Rapport d’autopsie et cartes bancaires

Le document décrypte trois grands types de menaces informatiques identifiés : les attaques à but lucratif, l’espionnage informatique et les opérations de déstabilisation. S’agissant de la première catégorie, l’ANSSI distingue le mode opératoire de la rançongiciel de celui des fraudes et des reventes de données. La rançongiciel consiste pour le cybercriminel à exfiltrer des données et à menacer de les rendre publiques en cas de refus de paiement de la rançon demandée. Les pirates chiffrent alors les données pour les rendre inaccessibles. Parfois l’extorsion est double, quand après le paiement les victimes s’aperçoivent que les outils de déchiffrement sont inexploitables. Cette technique de rançon a paralysé un cabinet américain pendant trois mois en 2016. Et l’a obligé à procéder à un second versement pour obtenir les outils de déchiffrement. Avec à la clef, des pertes totales estimées à 700 000 dollars américains. Depuis 2017, une douzaine de cabinets français auraient été victimes de rançongiciels selon l’ANSSI, qui estime que ce chiffre est sous-évalué. Sept cabinets d’avocats français – dont le défenseur des parties civiles dans les affaires Charlie Hebdo et Samuel Paty – ont été touchés par l’attaque du groupe cybercriminel Everest. Parmi les données exfiltrées et publiées sur le site du groupe : des procès-verbaux d’auditions, des rapports d’autopsie, des comptes rendus d’écoutes téléphoniques, la photo d’une des scènes de crime.
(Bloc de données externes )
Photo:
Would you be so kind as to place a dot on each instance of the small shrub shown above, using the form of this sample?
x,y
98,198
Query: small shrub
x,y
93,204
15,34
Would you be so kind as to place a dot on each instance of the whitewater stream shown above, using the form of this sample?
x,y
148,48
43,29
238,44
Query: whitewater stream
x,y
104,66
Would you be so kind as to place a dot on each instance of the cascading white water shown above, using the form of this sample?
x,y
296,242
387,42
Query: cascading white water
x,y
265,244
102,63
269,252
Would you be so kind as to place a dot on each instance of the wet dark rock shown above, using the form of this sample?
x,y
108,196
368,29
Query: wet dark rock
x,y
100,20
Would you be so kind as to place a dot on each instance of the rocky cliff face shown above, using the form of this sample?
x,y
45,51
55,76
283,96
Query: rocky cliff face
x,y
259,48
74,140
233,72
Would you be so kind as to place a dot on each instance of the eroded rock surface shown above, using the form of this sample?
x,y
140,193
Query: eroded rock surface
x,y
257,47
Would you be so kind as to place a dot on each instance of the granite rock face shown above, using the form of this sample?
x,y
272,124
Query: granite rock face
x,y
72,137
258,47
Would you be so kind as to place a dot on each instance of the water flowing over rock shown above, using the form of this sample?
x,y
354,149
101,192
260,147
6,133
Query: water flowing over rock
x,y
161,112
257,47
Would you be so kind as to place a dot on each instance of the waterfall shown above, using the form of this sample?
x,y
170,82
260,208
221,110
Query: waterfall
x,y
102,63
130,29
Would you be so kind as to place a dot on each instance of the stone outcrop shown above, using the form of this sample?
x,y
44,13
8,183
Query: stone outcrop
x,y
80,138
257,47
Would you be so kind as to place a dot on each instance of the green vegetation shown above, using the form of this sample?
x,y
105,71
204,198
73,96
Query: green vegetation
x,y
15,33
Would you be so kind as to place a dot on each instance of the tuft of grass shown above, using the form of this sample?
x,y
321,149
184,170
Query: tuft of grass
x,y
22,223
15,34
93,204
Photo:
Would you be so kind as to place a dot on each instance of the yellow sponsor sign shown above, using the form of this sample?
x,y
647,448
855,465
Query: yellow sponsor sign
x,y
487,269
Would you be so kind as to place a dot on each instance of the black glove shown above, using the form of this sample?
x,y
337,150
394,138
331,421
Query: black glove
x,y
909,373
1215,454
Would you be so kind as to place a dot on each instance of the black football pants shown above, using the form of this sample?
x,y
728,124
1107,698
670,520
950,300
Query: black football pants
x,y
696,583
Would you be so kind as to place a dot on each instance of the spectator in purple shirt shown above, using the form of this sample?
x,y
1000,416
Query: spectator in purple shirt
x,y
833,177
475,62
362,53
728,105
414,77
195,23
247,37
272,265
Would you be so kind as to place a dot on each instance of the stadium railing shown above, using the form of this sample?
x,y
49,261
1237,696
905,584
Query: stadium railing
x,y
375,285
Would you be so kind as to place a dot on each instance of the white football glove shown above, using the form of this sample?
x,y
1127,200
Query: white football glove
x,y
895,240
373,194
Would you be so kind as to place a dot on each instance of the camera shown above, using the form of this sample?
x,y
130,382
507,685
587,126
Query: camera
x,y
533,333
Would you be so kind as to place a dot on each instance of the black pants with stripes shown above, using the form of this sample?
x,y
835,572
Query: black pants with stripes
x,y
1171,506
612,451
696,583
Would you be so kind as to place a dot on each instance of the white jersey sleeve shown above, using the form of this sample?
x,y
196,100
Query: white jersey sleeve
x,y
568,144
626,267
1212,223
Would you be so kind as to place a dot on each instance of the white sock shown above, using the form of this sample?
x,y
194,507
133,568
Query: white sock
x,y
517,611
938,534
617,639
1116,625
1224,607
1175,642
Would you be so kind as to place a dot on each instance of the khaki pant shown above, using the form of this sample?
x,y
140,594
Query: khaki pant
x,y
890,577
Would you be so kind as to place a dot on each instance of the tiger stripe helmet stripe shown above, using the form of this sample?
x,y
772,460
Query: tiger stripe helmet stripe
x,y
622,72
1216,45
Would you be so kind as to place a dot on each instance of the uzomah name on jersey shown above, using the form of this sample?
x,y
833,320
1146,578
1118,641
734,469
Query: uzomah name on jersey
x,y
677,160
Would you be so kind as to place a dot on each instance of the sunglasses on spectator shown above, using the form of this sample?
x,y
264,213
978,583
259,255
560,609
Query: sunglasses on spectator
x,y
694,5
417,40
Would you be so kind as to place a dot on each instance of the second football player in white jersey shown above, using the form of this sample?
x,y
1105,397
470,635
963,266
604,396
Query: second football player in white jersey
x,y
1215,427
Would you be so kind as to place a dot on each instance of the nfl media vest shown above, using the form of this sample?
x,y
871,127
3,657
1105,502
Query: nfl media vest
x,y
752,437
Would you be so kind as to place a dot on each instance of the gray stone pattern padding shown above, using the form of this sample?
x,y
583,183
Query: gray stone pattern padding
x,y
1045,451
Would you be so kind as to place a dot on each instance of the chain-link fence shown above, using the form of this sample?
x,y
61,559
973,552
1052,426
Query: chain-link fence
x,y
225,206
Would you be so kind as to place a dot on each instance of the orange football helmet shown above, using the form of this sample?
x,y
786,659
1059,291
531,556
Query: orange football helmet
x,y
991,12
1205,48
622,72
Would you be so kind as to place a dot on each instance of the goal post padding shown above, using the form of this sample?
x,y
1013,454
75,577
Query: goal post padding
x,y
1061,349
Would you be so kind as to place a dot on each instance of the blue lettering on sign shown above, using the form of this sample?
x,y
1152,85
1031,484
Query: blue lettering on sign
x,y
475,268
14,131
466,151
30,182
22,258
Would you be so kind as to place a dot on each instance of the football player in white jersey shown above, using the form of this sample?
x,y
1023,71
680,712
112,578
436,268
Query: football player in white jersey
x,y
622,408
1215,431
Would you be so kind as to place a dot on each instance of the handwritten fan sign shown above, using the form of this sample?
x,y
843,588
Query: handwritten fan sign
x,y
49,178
Pour ce qui est des fraudes, on trouve des campagnes d’hameçonnage conduites par des groupes cybercriminels comme le FIN7 ou le FIN4, à la recherche d’informations sur des opérations pouvant influencer le cours de Bourses comme une fusion-acquisition ou des difficultés financières ou juridiques. Les cabinets d’avocats sont aussi clients des – plus banals – vols de données de cartes bancaires.

“Depuis au moins le milieu des années 2000, des groupes d’attaquants présumés étatiques se sont spécialisés dans la compromission d’entreprises étrangères afin de collecter des informations commerciales”

Les cabinets d’avocats sont aussi la proie des espions informatiques. Que ce soit pour des raisons économiques ou stratégiques, les attaquants interviennent dans de nombreux secteurs : propriété intellectuelle, brevets, fusions-acquisitions, arbitrages, ou même à l’occasion d’un divorce. “Depuis au moins le milieu des années 2000, des groupes d’attaquants présumés étatiques se sont spécialisés dans la compromission d’entreprises étrangères afin de collecter des informations commerciales.” Le but ? Offrir un avantage compétitif aux entreprises de leur propre pays. Et de plus en plus souvent, ce sont les États qui recourent à des entreprises privées pour surveiller les activités des cabinets d’avocats, pour pallier leur défaut de compétences en matière de lutte informatique offensive. D’après le rapport, “l’utilisation de ces capacités pour espionner les communications d’opposants politiques, d’organisations de défense des droits de l’Homme, de journalistes et d’avocats est abondamment documentée”. Les acteurs privés en appellent eux aussi aux compétences des hackers. Les autorités anglaises se seraient ainsi aperçues qu’un émir de Dubaï, membre du gouvernement des Émirats arabes unis, avait commandité la compromission des équipements de son ex-épouse et de son avocate britannique lors d’une procédure de divorce.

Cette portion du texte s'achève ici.